Lucca, 1 settembre 2019 - La deadline del governo giallorosso? "Martedì, al massimo mercoledì". Parola del premier incaricato Giuseppe Conte, che - in diretta da Palazzo Chigi con la festa del Fatto Quotidiano alla Versiliana - traccia un primo bilancio dell'accordo tra Cinque Stelle e Pd. Con una sottolineatura, riguardo al suo essere considerato grillino: "Io non sono iscritto al M5S, non partecipo alle riunioni del gruppo dirigente politico, non ho mai incontrato i gruppi parlamentari".

La trattativa, assicura Conte, "Sta andando bene, è un momento in cui sto lavorando al programma, è importante un programma che si dia una visione del Paese, una prospettiva di governo". Insomma, il premier vede "un buon clima di lavoro. Da questo punto di vista sono convinto assolutamente che tutti sono disponibili ad accantonare il passato e a concentrarsi su questo importante progetto che riguarda l'intero Paese". E a una domanda sul vicepremier pentastellato Luigi Di Maio, Conte replica: "Arrabbiato con Di Maio? Non sono una persona che si arrabbia così facilmente, sono convinto che anche Di Maio stia lavorando a questo progetto di governo". 

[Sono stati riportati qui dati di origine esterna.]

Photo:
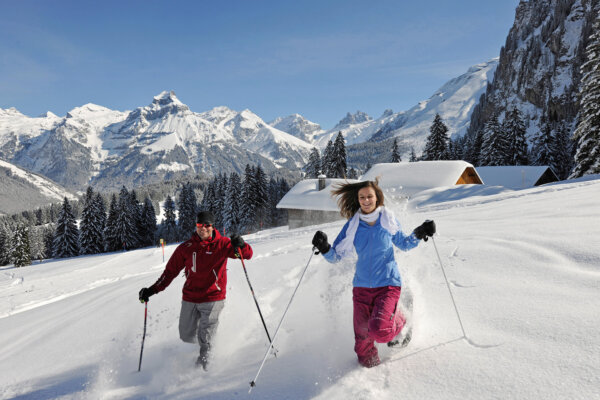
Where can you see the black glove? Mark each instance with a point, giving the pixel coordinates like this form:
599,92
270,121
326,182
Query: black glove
320,242
425,230
237,241
145,294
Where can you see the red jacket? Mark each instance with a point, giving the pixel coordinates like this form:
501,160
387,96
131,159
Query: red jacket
205,263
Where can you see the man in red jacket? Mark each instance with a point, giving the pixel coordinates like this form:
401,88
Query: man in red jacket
204,258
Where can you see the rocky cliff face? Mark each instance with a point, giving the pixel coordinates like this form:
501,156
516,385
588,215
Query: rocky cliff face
539,65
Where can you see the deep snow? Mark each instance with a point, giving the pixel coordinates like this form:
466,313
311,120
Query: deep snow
524,268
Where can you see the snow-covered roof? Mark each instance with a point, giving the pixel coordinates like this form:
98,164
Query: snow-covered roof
306,196
414,177
514,177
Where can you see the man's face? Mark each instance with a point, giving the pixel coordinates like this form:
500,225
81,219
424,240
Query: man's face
204,230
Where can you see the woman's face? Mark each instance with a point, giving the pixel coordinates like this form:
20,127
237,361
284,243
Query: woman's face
367,200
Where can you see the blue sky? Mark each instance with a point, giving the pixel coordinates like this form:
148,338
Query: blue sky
320,59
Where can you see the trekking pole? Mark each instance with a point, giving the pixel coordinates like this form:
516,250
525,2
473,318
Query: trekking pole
253,383
144,336
449,290
256,301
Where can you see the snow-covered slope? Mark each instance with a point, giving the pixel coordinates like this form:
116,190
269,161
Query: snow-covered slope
522,266
298,126
23,190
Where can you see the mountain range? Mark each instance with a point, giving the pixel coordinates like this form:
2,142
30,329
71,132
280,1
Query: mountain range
94,145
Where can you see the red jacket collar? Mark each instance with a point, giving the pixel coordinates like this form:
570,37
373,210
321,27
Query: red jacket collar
216,235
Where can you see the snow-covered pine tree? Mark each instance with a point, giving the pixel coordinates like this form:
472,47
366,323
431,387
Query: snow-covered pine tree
136,215
352,173
187,211
436,147
248,203
515,130
543,151
220,193
561,144
66,235
313,167
21,252
327,160
148,232
111,239
36,240
261,205
413,155
231,211
339,163
495,146
99,219
89,241
587,132
396,152
169,223
126,229
4,244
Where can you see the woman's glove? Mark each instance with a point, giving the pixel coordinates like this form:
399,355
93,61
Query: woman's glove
145,294
425,230
320,242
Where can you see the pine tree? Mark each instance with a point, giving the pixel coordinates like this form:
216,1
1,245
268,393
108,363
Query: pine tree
313,167
515,130
561,148
233,198
248,204
413,155
261,197
169,224
111,239
338,163
587,132
352,173
126,227
495,146
436,147
543,152
21,253
148,231
4,245
327,160
66,235
187,211
396,152
90,237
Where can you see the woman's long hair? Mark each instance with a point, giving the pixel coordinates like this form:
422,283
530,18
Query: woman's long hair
348,192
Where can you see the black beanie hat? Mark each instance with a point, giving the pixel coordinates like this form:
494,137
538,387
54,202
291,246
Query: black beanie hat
205,217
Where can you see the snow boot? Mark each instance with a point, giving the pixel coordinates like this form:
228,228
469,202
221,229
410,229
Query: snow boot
403,339
202,361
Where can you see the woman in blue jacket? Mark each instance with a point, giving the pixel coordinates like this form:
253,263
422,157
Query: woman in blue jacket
371,232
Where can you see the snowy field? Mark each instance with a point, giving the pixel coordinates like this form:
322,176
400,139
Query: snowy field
524,268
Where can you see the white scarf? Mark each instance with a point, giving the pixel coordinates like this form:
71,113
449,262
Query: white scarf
346,247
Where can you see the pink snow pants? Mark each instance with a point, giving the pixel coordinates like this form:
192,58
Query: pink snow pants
376,319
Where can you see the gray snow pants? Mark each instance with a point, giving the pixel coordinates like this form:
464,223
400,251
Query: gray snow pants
198,323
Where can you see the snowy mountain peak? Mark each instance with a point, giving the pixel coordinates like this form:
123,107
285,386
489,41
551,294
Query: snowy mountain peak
166,97
298,126
48,114
10,112
351,119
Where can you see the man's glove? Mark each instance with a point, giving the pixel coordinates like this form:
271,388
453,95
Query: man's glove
237,241
145,294
320,242
425,230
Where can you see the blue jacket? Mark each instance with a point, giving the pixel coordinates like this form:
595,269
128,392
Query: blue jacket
376,266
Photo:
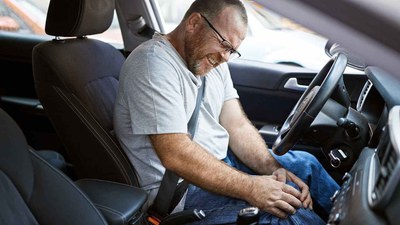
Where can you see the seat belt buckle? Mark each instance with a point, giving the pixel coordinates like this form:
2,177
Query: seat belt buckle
153,220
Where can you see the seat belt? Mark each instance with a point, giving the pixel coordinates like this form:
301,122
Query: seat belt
170,192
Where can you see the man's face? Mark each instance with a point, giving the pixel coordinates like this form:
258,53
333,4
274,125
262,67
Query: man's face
211,44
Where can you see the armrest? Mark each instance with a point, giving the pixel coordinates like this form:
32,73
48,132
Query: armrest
120,204
183,217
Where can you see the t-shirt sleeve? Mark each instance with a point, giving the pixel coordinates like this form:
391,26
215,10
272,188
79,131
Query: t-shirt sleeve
230,91
153,96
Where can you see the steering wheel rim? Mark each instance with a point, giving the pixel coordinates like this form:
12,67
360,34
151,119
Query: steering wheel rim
310,104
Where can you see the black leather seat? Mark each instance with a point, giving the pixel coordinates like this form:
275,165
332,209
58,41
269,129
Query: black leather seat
76,79
34,192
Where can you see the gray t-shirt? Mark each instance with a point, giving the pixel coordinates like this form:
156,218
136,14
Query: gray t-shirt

FOCUS / Di Maio è la mina sulla strada di Conte - di Antonella Coppari

Mattarella auspica un governo di big

TOTOMINISTRI / Corsa a 4 per l’Interno. Un tecnico al Tesoro, Bellanova al Mise - di E. M. Colombo

Quanto alla discontinuità tanto invocata dai dem, cosa significa per Conte? "Aprire un'ampia stagione riformatrice per il Paese, mettere in primo piano una visione del Paese di economia sostenibile, economia circolare. Fare cose non stratosferiche ma che andavano fatte e non siamo riusciti a farle, e farle con la massima determinazione. È la più grande sfida", è la risposta. 
Immancabile una domanda sulla squadra di governo, con sottintesa cosa alle poltrone. "Il tema dei ministri adesso non è la massima premura, in questo momento è il programma. E definendo le linee strategiche chiederò indicazioni in modo da consentirmi di scegliere la migliore squadra". 
Poi, rispondendo a una domanda su quando i rapporti nella precedente maggioranza si siano incrinati, dopo le elezioni europee, Conte rimanda alla sua "conferenza del 3 giugno: lì c'era tutto. È quella in cui ragionavo di lealtà e collaborazione e la declinavo facendo 5-6 esempi concreti". 

Poi ci sono i temi caldi. Quello dell'immigrazione, ad esempio, che per Conte "è molto sensibile, è complesso, va seguito fin dai paesi d'origine non riguarda solo l'emergenza". E continua: "Ci sono delle direzioni strategiche che abbiamo già individuato come modificare il regolamento di Dublino e lavorare sul meccanismo europeo", perché "non sarebbe affatto saggio pensare che non occorre seguire una politica seria e rigorosa sull'immigrazione".

Conte sottolinea così il favore raccolto all'estero: "Sto ricevendo tanti messaggi da parte dei leader che ho conosciuto in questi 14 mesi, in particolare tanti segni di apprezzamento. Questo fa piacere e lo considero un ottimo auspicio per avviare un'esperienza di governo in cui l'Italia può giocare da protagonista in questa nuova legislatura. Mi piacerebbe molto che l'Italia possa dare un contributo critico per adeguare il patto di stabilità al nuoco clima economico, alla nuova prospettiva economica". 
A questo punto, a chi gli chiede se è esatto definirlo un presidente del Consiglio 5 Stelle, replica di non essere iscritto al movimento, ma ammette: "Resta il dato che c'è molta vicinanza, li conosco da tempo, lavoro con il M5S molto bene e il Movimento mi ha designato come ministro". Poi rivendica: "L'ho dimostrato con i fatti che non sono un premier per tutte le stagioni, quando al Senato è stata ritirata la mozione di sfiducia, quindi concretamente mi è stata proposta una rinnovata stagione, l'ho rifiutata".

Parlando di Beppe Grillo, Conte spiega che quello del comico-politico "è un intervento condivisibile per quanto riguarda l'impostazione, Grillo ha disegnato il futuro, ci invita a guardare in visione prospettica". 

Tornando al governo in via di definizione, "mi conforta il fatto che per le due forze politiche disponibili a sostenere questo progetto, abbiano molta consonanza nei punti programmatici - sottolinea il premier incaricato - Confido che anche altre forze che hanno dato disponibilità potranno riconoscersi in questi punti programmatici".